Two Modes of Split Tunneling
App-based split tunneling: you specify which applications use the VPN. Everything else uses your regular connection. Example: your BitTorrent client goes through the VPN; your browser, streaming apps, and work software go through your normal connection. This is the most common implementation. URL/domain-based split tunneling: you specify which websites use the VPN. Everything else is direct. Example: you route your company's internal tools through a work VPN while all other browsing goes direct. This requires DNS-level control and is more complex to implement -- not all VPNs support it.
Use Cases Where Split Tunneling Helps
Working from home with a work VPN: you need the work VPN for internal resources but want to stream Netflix or use local services at full speed.
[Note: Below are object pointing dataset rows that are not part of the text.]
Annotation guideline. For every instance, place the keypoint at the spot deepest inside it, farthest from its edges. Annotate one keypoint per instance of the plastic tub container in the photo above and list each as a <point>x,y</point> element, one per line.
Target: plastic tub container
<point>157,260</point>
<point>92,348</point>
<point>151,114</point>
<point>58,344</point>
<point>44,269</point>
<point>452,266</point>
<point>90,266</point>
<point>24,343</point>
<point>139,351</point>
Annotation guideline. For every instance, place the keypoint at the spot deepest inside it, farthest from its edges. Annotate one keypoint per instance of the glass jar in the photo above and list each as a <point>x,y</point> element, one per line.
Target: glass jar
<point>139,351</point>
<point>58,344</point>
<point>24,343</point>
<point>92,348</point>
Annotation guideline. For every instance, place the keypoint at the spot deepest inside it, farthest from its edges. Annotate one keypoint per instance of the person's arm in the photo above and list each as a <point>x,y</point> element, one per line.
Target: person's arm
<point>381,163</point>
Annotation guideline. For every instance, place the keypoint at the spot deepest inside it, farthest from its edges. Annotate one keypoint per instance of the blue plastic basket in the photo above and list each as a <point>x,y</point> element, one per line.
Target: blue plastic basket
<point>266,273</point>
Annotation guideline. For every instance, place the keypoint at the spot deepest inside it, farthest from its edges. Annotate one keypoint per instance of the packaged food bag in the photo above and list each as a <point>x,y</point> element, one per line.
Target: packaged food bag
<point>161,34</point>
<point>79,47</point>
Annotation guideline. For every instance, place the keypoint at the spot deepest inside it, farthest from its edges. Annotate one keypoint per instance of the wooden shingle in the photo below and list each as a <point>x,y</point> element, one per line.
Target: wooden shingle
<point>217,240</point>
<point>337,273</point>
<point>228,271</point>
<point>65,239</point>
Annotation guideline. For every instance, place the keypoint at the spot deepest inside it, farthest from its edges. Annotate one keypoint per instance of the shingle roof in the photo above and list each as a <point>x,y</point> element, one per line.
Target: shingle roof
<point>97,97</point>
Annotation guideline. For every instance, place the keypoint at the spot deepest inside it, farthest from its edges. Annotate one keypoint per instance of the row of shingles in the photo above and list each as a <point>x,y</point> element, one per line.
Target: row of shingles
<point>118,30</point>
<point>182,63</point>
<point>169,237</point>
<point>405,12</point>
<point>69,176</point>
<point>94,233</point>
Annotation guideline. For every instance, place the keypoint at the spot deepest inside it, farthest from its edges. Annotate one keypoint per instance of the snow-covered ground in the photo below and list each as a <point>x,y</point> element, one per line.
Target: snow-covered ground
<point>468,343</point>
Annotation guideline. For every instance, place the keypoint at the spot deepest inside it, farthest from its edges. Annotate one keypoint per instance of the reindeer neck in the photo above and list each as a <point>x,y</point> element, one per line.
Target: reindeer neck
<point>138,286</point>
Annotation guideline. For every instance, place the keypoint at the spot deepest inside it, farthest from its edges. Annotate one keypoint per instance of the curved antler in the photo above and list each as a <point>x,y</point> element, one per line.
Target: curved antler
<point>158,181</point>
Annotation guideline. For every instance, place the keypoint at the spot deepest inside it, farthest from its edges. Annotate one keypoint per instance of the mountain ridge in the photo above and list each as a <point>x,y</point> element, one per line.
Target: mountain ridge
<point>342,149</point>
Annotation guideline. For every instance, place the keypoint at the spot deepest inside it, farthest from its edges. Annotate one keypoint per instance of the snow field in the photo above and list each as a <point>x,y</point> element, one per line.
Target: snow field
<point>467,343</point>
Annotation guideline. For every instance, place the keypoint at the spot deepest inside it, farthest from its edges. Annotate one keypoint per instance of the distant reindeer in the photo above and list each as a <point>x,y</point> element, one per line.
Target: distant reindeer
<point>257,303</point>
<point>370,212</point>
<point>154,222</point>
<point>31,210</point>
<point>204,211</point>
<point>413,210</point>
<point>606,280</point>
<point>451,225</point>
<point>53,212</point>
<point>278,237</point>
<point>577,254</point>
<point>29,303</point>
Route only the work-network traffic through the VPN. Local network access: printers, NAS drives, and smart home devices on your local network often become unreachable when all traffic goes through a VPN. Split tunneling lets you keep local network access while VPN-routing internet traffic. Banking and financial apps: some apps actively block or restrict VPN connections. Route them directly while protecting your other browsing through the VPN. Speed-sensitive applications: gaming, video calls, or large file downloads benefit from direct connections without VPN overhead. Route these directly while your general browsing stays protected.
How to Configure It
Most major VPN apps support split tunneling in their settings, typically under 'Split Tunneling', 'Traffic Splitting', or 'Per-App VPN.' In Mullvad: Settings > Split tunneling -- add apps to the exclusion list (these go direct) or inclusion list (only these go through VPN). In ExpressVPN: Options > General > Manage Connection > Split tunneling. In NordVPN: Settings > Split tunneling on desktop. On mobile: iOS has OS-level VPN per-app configuration (requires a VPN profile), which some apps support; Android has per-app VPN in developer settings that some VPN apps expose.
Security Consideration
Split tunneling reduces privacy for the traffic that goes direct. If you are using a VPN specifically to hide all your activity from your ISP or network, split tunneling defeats that purpose for the excluded traffic. Use it only when the convenience trade-off is worth it. For full privacy protection, keep all traffic in the VPN.